Pour avoir connu Jérémie Monderie-Larouche (mon ancien boss chez Balbuzard), il m’est apparu normal de le voir réaliser un premier long métrage documentaire avec Le Routier (2013), que vous avez peut-être vu au dernier FCIAT. Je me souviens d’un échange enflammé sur l’essence du documentaire, alors que nous étions attablés au Diable Rond lors d’un souper fêtant le premier anniversaire de Productions Balbuzard. Chacun défendait sa vision du documentaire, notre jeune âge et notre fougue nous cantonnaient chacun dans notre position la plus hermétique, tout en parlant très fort. Près de sept ans après cette conversation, le constat à faire est que le documentaire est vaste, et Le Routier en fait la démonstration.

L’histoire se trace de façon toute simple : deux personnages, une douzaine de chiens et une compétition. On sait dès le départ ce qui sera la conclusion du film, soit une course de traîneau à chiens à Marquette, Michigan. La caméra ne se perd pas dans un exercice de style où il faut chercher un second degré aux paroles, elle s’emploie à suivre et à décrire le personnage, point barre. Les paroles de Carl Paquin-Routhier sont enregistrées comme un monologue intérieur. Ne s’adressant ni à la caméra, ni à un interlocuteur hors cadre, il nous livre l’essentiel de sa relation avec ses chiens avec un naturel et une honnêteté appropriés.

Le Routier est l’exemple du documentaire au service de son sujet. Cela va plus loin dans un plan-séquence où on comprend que le réalisateur doit d’une main filmer le départ de la course tout en retenant de l’autre main la meute de chiens de Carl et Élyse Lessard (sa conjointe, « handler » de la meute). Le motif principal du Routier est de nous embarquer avec les deux protagonistes dans ce qui sera leur première course de traîneaux et de vivre avec eux les émotions engendrées par une telle épopée. La caméra est souvent fixée à même le traîneau, la musique (surtout pendant la course) sert à faire ressentir l’enthousiasme du départ, le montage laisse parfois le temps s’étirer pour nous faire ressentir la hâte et le stress des coureurs.

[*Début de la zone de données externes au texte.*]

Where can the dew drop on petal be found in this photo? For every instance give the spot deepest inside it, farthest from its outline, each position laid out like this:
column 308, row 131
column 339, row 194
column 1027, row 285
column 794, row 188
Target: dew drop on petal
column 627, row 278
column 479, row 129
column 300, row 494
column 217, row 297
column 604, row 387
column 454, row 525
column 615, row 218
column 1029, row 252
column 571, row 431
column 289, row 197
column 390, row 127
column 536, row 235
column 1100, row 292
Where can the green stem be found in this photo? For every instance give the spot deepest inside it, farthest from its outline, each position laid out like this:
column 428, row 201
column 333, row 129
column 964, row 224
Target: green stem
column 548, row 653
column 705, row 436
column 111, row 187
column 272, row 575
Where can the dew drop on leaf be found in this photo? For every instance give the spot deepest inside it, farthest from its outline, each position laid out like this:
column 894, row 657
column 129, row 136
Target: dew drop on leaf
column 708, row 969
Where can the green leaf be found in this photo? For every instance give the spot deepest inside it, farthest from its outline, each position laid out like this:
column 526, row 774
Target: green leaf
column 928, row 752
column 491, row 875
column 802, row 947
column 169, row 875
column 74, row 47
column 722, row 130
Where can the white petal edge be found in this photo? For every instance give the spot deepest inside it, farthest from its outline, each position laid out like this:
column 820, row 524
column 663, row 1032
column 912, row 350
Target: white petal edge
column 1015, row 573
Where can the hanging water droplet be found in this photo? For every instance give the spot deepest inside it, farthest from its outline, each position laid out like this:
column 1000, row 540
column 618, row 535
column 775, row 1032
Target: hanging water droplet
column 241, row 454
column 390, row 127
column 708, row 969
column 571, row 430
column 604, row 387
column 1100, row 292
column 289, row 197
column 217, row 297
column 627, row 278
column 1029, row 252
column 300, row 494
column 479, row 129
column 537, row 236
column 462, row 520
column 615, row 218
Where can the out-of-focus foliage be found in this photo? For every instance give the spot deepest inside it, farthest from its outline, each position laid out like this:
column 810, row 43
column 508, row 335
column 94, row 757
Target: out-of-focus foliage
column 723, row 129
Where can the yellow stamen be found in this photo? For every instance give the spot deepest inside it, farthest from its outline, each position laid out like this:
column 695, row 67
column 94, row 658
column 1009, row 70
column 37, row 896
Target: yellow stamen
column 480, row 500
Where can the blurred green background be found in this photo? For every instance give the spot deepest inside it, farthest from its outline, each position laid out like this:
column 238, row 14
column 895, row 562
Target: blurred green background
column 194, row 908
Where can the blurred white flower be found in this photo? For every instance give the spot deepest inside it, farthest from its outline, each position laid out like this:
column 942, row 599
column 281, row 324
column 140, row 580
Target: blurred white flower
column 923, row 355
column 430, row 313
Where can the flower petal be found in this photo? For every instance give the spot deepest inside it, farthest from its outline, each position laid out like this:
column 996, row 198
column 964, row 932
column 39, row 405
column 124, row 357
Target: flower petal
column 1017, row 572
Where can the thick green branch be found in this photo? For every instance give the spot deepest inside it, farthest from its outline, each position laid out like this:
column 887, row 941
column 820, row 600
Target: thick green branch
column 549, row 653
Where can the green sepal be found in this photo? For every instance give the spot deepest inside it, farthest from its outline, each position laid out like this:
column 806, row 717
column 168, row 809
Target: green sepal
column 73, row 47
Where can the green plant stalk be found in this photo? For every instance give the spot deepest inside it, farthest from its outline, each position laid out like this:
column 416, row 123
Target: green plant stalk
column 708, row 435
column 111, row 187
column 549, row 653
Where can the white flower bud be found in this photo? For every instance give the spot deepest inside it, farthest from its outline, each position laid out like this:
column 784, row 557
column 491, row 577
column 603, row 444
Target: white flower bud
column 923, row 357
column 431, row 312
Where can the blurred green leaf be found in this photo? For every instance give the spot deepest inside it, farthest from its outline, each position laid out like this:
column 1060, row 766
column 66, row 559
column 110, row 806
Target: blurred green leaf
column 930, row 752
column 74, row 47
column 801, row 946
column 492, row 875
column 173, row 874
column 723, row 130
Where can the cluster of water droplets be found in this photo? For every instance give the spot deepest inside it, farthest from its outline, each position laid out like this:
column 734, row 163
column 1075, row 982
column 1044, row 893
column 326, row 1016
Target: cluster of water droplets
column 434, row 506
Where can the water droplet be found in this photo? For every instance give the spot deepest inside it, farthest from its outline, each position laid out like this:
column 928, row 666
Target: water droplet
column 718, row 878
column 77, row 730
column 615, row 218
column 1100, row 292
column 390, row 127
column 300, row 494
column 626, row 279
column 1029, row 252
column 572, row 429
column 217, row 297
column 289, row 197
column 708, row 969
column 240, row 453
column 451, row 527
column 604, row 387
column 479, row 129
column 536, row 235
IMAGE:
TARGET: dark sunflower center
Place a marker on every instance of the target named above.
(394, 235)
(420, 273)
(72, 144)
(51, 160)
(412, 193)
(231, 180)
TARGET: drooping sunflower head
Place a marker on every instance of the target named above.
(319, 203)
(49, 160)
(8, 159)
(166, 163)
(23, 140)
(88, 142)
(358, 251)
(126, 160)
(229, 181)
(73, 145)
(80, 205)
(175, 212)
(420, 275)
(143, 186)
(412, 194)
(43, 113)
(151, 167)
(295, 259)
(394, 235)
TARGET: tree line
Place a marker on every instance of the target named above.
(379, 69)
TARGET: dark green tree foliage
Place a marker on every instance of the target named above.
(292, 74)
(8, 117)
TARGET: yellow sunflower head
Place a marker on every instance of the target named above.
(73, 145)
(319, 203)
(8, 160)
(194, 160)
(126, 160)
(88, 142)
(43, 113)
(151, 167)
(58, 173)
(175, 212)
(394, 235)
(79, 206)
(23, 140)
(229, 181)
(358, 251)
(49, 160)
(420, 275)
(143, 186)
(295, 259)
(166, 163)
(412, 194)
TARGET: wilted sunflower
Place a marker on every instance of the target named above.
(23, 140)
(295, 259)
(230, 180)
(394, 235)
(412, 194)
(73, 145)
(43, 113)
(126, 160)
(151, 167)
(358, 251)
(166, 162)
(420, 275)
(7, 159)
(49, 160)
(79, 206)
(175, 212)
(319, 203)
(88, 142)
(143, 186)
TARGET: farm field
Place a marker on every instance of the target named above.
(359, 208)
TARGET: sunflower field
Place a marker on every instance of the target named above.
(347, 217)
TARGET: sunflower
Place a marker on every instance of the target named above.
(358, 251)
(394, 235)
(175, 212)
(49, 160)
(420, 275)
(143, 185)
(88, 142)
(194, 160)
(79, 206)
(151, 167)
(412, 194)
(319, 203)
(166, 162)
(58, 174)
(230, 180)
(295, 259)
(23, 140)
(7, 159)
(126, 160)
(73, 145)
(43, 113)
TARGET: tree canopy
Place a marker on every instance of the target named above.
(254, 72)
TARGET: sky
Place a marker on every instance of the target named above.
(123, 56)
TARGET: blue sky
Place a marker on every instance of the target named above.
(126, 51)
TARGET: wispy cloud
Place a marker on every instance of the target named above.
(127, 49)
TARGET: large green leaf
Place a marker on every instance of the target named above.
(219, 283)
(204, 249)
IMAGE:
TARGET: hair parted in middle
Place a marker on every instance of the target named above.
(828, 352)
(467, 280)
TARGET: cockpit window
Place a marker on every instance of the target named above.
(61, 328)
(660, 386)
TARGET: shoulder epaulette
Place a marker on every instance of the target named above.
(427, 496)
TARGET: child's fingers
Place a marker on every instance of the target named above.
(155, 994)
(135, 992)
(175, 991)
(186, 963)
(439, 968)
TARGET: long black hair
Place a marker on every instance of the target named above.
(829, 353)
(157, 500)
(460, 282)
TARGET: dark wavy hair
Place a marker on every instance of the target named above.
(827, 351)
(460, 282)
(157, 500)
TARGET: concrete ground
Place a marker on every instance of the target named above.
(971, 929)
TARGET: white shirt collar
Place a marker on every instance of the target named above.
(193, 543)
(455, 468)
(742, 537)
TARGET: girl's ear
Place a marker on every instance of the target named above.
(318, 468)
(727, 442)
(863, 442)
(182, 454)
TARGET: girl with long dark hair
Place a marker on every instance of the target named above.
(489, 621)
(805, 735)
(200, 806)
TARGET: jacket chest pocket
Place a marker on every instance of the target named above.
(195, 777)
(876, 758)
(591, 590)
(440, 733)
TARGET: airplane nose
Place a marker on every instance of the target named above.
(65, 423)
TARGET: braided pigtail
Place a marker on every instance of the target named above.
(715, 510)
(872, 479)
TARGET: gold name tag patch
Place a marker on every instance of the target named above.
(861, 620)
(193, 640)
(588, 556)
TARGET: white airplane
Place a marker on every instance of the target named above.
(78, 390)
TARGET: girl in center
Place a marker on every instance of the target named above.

Au-delà de l’expérience de la course, le film aborde la relation entre le dresseur et ses chiens. Carl et Élyse font de cette relation leur mode de vie. On les voit dévoués envers leurs coureurs sans les instrumentaliser, sans nous donner l’impression qu’ils profitent de leurs chiens. Il s’agit d’un échange ou chaque parti en retire énormément.

Le Routier est en soi un effort collectif où presque tous les employés de chez Balbuzard ont trouvé une place importante au générique. Le récit constitue peut-être une mise en abîme, en ce sens que l’enthousiasme contagieux de Carl à l’approche de sa première course avec sa jeune meute rappelle celui du réalisateur qui signe son premier long métrage entouré de l’équipe qu’il a justement rameutée avec l’aide de sa conjointe Maude Labrecque-Denis. Cette interprétation est peut-être tirée par les cheveux, mais elle rend Le Routier d’autant plus intéressant!